AMYOTROPHIC LATERAL SCLEROSIS WITH ATYPICAL FEATURES
Patients with ALS occasionally have neurological findings in addition to UMN and LMN involvement, also referred to as ALS-plus.14 These findings include dementia, extrapyramidal signs, autonomic features, and sensory signs and/or symptoms. Diagnosis of these syndromes as variants of ALS requires exclusion of potential causes for the variant features. Two of these, dementia and extrapyramidal features, are mentioned briefly here. Clinical management of motor aspects of the syndromes is similar to that of classic ALS.
Dementia, characteristically a frontotemporal type, is reported in about 5% of patients with ALS, although data suggest that the incidence may be higher.18,109,110 Clinically similar familial and sporadic forms occur; one phenotype is linked to chromosome 9.111 Associated cognitive dysfunction includes impaired executive function, emotional lability, decreased speech output, perseveration, and disinhibition.
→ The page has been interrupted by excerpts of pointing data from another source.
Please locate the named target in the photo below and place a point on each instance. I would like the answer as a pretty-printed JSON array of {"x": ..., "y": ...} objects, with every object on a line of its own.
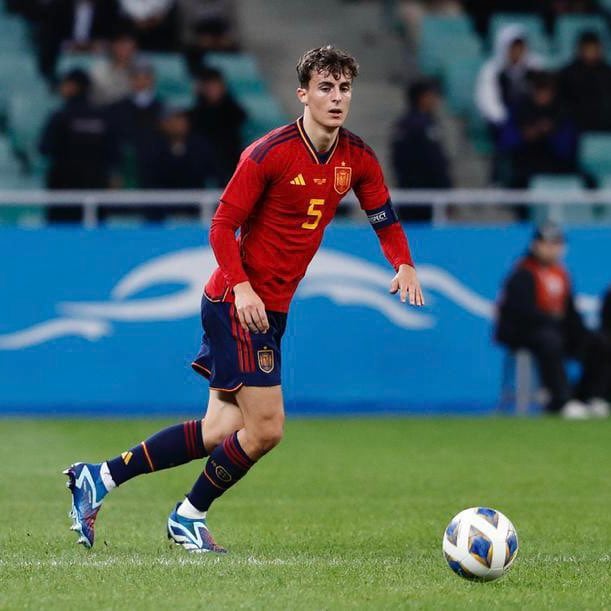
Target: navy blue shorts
[{"x": 231, "y": 357}]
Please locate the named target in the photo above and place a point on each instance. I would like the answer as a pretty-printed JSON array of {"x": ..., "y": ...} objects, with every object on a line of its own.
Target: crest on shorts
[
  {"x": 266, "y": 360},
  {"x": 343, "y": 176}
]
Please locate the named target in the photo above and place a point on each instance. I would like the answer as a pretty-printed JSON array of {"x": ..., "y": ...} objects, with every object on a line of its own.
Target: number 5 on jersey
[{"x": 314, "y": 214}]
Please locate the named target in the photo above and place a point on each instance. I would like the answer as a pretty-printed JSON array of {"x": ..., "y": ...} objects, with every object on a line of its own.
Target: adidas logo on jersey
[{"x": 298, "y": 180}]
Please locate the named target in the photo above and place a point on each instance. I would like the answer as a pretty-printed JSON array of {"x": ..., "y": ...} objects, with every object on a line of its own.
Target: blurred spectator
[
  {"x": 111, "y": 76},
  {"x": 73, "y": 25},
  {"x": 418, "y": 154},
  {"x": 79, "y": 143},
  {"x": 539, "y": 136},
  {"x": 219, "y": 119},
  {"x": 135, "y": 119},
  {"x": 412, "y": 12},
  {"x": 537, "y": 312},
  {"x": 154, "y": 23},
  {"x": 178, "y": 159},
  {"x": 585, "y": 85},
  {"x": 136, "y": 116},
  {"x": 503, "y": 81},
  {"x": 211, "y": 34}
]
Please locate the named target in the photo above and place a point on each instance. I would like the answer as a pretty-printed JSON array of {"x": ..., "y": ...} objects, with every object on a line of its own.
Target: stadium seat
[
  {"x": 533, "y": 25},
  {"x": 18, "y": 72},
  {"x": 240, "y": 71},
  {"x": 14, "y": 34},
  {"x": 70, "y": 61},
  {"x": 264, "y": 114},
  {"x": 570, "y": 27},
  {"x": 26, "y": 115},
  {"x": 173, "y": 81},
  {"x": 519, "y": 383},
  {"x": 444, "y": 37},
  {"x": 595, "y": 154},
  {"x": 554, "y": 183},
  {"x": 459, "y": 79}
]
These may develop before or concurrently with motor abnormalities in ALS or manifest after motor deficits are established.
Extrapyramidal signs, including bradykinesia, rigidity, tremor, and postural instability may be present with features of ALS.112,113 One such ALS variant is the ALS-parkinsonismdementia complex of Guam, largely confined to western Pacific islands (Guam, New Guinea, and the Kii Peninsula of Japan).114,115 Patients with this form of ALS often have parkinsonismdementia. Its occurrence outside of this geographic distribution has been reported,116–118 and its incidence on the western Pacific islands may be declining.119 The pathogenesis is not established; dietary exposure to a cycad-derived toxin may contribute. Other forms of ALS with extrapyramidal involvement include rare familial extrapyramidal syndromes.120,121
PATHOGENESIS
The cause of sporadic ALS is unknown, although data are suggestive of an interaction of genetic and acquired mechanisms leading to neuronal death.1,122 Causative genes are identified for some inherited forms of ALS, but the molecular pathogenesis is not understood. ALS appears to be a multisystem disorder with selective vulnerability of UMNs and LMNs.
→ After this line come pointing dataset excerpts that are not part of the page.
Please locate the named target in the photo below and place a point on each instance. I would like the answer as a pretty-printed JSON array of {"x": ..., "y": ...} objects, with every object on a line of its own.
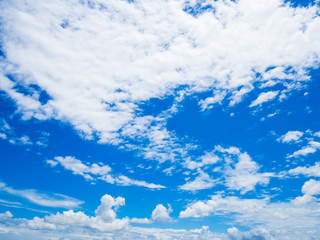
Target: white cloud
[
  {"x": 78, "y": 168},
  {"x": 100, "y": 171},
  {"x": 222, "y": 205},
  {"x": 105, "y": 210},
  {"x": 244, "y": 176},
  {"x": 264, "y": 97},
  {"x": 312, "y": 171},
  {"x": 255, "y": 233},
  {"x": 210, "y": 101},
  {"x": 215, "y": 50},
  {"x": 105, "y": 220},
  {"x": 141, "y": 220},
  {"x": 286, "y": 219},
  {"x": 3, "y": 136},
  {"x": 161, "y": 213},
  {"x": 7, "y": 214},
  {"x": 303, "y": 152},
  {"x": 203, "y": 181},
  {"x": 42, "y": 199},
  {"x": 291, "y": 136},
  {"x": 38, "y": 223},
  {"x": 311, "y": 187},
  {"x": 238, "y": 171}
]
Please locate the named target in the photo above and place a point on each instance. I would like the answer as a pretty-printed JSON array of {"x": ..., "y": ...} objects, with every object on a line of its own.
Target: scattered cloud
[
  {"x": 291, "y": 136},
  {"x": 311, "y": 171},
  {"x": 94, "y": 171},
  {"x": 203, "y": 181},
  {"x": 161, "y": 213},
  {"x": 264, "y": 97},
  {"x": 53, "y": 200}
]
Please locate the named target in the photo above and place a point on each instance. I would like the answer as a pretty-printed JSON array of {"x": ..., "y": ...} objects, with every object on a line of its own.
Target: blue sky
[{"x": 159, "y": 119}]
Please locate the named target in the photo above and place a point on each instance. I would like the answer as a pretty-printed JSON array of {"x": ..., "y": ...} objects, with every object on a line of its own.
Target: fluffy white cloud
[
  {"x": 303, "y": 152},
  {"x": 264, "y": 97},
  {"x": 311, "y": 187},
  {"x": 93, "y": 171},
  {"x": 286, "y": 219},
  {"x": 78, "y": 168},
  {"x": 256, "y": 233},
  {"x": 161, "y": 213},
  {"x": 218, "y": 205},
  {"x": 203, "y": 181},
  {"x": 38, "y": 223},
  {"x": 312, "y": 171},
  {"x": 105, "y": 220},
  {"x": 105, "y": 210},
  {"x": 244, "y": 176},
  {"x": 42, "y": 199},
  {"x": 7, "y": 214},
  {"x": 97, "y": 61},
  {"x": 238, "y": 171},
  {"x": 210, "y": 101},
  {"x": 291, "y": 136}
]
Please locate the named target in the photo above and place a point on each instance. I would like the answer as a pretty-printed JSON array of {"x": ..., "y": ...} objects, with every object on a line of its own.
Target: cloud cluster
[
  {"x": 233, "y": 168},
  {"x": 96, "y": 62},
  {"x": 94, "y": 171},
  {"x": 286, "y": 219},
  {"x": 42, "y": 199}
]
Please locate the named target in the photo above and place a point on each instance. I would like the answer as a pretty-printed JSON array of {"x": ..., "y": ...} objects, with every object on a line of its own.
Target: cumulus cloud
[
  {"x": 100, "y": 171},
  {"x": 161, "y": 213},
  {"x": 255, "y": 233},
  {"x": 286, "y": 219},
  {"x": 309, "y": 149},
  {"x": 310, "y": 189},
  {"x": 235, "y": 169},
  {"x": 42, "y": 199},
  {"x": 203, "y": 181},
  {"x": 96, "y": 62},
  {"x": 105, "y": 220},
  {"x": 264, "y": 97},
  {"x": 311, "y": 171},
  {"x": 291, "y": 136}
]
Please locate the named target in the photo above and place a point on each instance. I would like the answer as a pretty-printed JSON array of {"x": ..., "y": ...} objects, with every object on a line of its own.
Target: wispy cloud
[
  {"x": 47, "y": 200},
  {"x": 94, "y": 171}
]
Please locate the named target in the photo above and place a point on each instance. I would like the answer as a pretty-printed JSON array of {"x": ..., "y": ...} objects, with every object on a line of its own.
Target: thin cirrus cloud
[
  {"x": 100, "y": 171},
  {"x": 42, "y": 199},
  {"x": 95, "y": 65},
  {"x": 157, "y": 53}
]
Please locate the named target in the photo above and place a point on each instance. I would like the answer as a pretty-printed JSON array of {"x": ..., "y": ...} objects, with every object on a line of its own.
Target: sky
[{"x": 157, "y": 119}]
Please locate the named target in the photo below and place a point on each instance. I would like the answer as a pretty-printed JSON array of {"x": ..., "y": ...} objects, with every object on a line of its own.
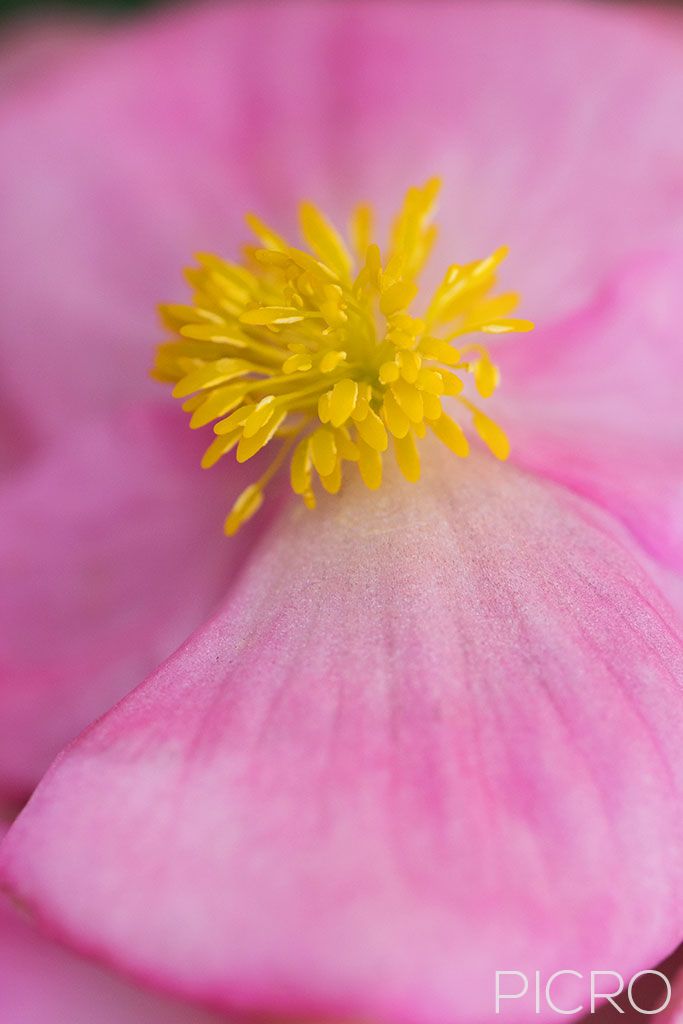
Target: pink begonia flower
[
  {"x": 42, "y": 983},
  {"x": 111, "y": 545},
  {"x": 431, "y": 732}
]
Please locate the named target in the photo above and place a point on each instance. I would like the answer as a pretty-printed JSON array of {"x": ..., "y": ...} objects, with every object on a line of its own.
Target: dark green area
[{"x": 28, "y": 7}]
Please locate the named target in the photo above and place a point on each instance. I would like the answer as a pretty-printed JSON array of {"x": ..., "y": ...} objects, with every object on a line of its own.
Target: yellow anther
[{"x": 328, "y": 357}]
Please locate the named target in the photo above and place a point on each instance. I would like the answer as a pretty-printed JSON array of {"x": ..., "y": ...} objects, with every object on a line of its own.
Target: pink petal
[
  {"x": 112, "y": 552},
  {"x": 41, "y": 983},
  {"x": 594, "y": 401},
  {"x": 161, "y": 138},
  {"x": 433, "y": 733}
]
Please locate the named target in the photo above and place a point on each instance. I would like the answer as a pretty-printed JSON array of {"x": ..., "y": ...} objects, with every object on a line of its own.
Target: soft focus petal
[
  {"x": 32, "y": 51},
  {"x": 41, "y": 983},
  {"x": 594, "y": 401},
  {"x": 434, "y": 732},
  {"x": 112, "y": 552},
  {"x": 112, "y": 179}
]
Pathology of ALS is characterized by loss of LMNs in bulbar motor nuclei and the spinal anterior horn.16 UMN changes include myelin pallor in the corticospinal tract and variable pathological changes in motor cortex, such as loss of pyramidal neurons, including Betz cells, and motor cortex gliosis. LMN nuclei characteristically spared are those innervating external ocular muscles (cranial nerves III, IV, and VI) and those innervating pelvic floor/sphincter muscles (Onuf’s nucleus).